Lake perch were frequently on our menu and Mom froze them in ice cubes trays in water so that we had them in the winter too.  When the St. Lawrence Seaway opened the Great Lakes were changed forever by ocean fish and eels that invaded the Lakes.  Perch fishing has never been the same.  Here are some pictures of the "OLD DAYS" when the perch were plentiful and there for the taking.

Fisherman and women lining the South pier fishing for perch.  One had to get to the pier early to get a space to fish.

My Brother teaching me to fish when I was four years old.  Fishing was serious business.
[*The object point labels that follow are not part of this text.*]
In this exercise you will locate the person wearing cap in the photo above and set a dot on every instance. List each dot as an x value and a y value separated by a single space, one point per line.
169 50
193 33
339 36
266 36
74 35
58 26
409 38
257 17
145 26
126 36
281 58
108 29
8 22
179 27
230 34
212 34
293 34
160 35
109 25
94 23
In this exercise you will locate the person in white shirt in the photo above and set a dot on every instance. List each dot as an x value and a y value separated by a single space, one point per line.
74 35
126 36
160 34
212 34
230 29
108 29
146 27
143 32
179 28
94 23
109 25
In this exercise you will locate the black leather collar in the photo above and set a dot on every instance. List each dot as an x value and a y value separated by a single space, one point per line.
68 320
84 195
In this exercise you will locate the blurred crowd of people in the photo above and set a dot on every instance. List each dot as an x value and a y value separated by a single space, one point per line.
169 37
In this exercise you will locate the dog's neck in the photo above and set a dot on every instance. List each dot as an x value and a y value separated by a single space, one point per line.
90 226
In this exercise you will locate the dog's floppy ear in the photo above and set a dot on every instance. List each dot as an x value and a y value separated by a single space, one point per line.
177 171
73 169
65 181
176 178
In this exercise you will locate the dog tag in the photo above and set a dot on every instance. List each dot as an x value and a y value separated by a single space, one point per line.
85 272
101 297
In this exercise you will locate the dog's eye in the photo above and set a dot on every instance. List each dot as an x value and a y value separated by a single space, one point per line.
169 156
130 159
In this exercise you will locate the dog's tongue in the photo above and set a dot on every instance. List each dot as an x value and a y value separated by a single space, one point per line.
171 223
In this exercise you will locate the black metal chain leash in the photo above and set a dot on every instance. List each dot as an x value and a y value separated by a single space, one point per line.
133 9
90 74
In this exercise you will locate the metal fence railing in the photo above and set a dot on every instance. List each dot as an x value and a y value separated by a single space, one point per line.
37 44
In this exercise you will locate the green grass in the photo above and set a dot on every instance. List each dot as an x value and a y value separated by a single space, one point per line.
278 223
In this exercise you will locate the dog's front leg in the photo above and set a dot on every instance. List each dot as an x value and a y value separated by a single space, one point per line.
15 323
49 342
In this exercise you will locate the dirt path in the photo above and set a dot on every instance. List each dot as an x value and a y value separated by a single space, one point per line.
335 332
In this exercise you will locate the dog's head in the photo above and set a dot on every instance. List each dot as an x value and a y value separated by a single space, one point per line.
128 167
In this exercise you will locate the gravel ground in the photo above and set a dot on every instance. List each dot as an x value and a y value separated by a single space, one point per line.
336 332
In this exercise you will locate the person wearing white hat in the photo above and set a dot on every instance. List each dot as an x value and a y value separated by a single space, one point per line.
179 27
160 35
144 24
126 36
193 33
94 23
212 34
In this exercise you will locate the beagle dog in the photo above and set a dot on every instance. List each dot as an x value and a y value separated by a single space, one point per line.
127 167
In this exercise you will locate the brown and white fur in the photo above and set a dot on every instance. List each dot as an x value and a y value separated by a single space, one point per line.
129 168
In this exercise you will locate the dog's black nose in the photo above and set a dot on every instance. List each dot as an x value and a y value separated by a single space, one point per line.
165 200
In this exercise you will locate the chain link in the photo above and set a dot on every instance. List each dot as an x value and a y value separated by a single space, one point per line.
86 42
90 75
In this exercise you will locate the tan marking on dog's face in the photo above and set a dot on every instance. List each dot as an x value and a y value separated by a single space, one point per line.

Every year my Dad (on the right) went on the Grand Rapids Chamber of Commerce Cruise of the Great Lakes on the cruise ships North American or South American.  Even while cruising they took time out to fish for perch.
My Grandpa wasn't comfortable around water as he never learned to swim; however, he would go out in a boat or out on the piers because his love for fishing over-came his fear of water.
Any time I go somewhere and enjoy the food, I have to figure out how I could duplicate the food at home.  I don't enjoy the mess of frying but Tom said he'd do the frying so we tried to duplicate the fish we had at Bortell's in Pentwater, MI.
Tom says this recipe is perfect.  I guess I can't do better than perfect.
Fillets of perch
Rice flour
Peanut oil or canola oil or a combination of the two.
Ingredients:  Peanut or canola oil, Lake perch fillets and rice flour.

Remove pin bones from the fillets with a needle nose pilers.  Dust the fillets on both sides with rice flour.  Let set while oil is heating.  Heat oil in a deep fryer or an electric frying pan to 365°.  Add a few fillets at a time and fry for about 6 minutes.  Remove from fryer.  Salt and drain the fillets.
Cut the fish fillets apart if still connected.

Check for pin-bones.

Remove any pin-bones with needle nose pilers.  This is not a food grade pilers, but the USDA wasn't around and it was the only one I had.

Dust each side of fillet with rice flour and let set while fryer is heating up.

Fry fillets at 365° for approximately 6 minutes.  Remove from fryer, salt immediately and drain.

Fillets draining.

Serve fried Lake Perch with Wanda's Lake Superior Tartar Sauce, Michigan Cottage Cook Post 7/30/10.  Enjoy!!!!!!!!!!!!!!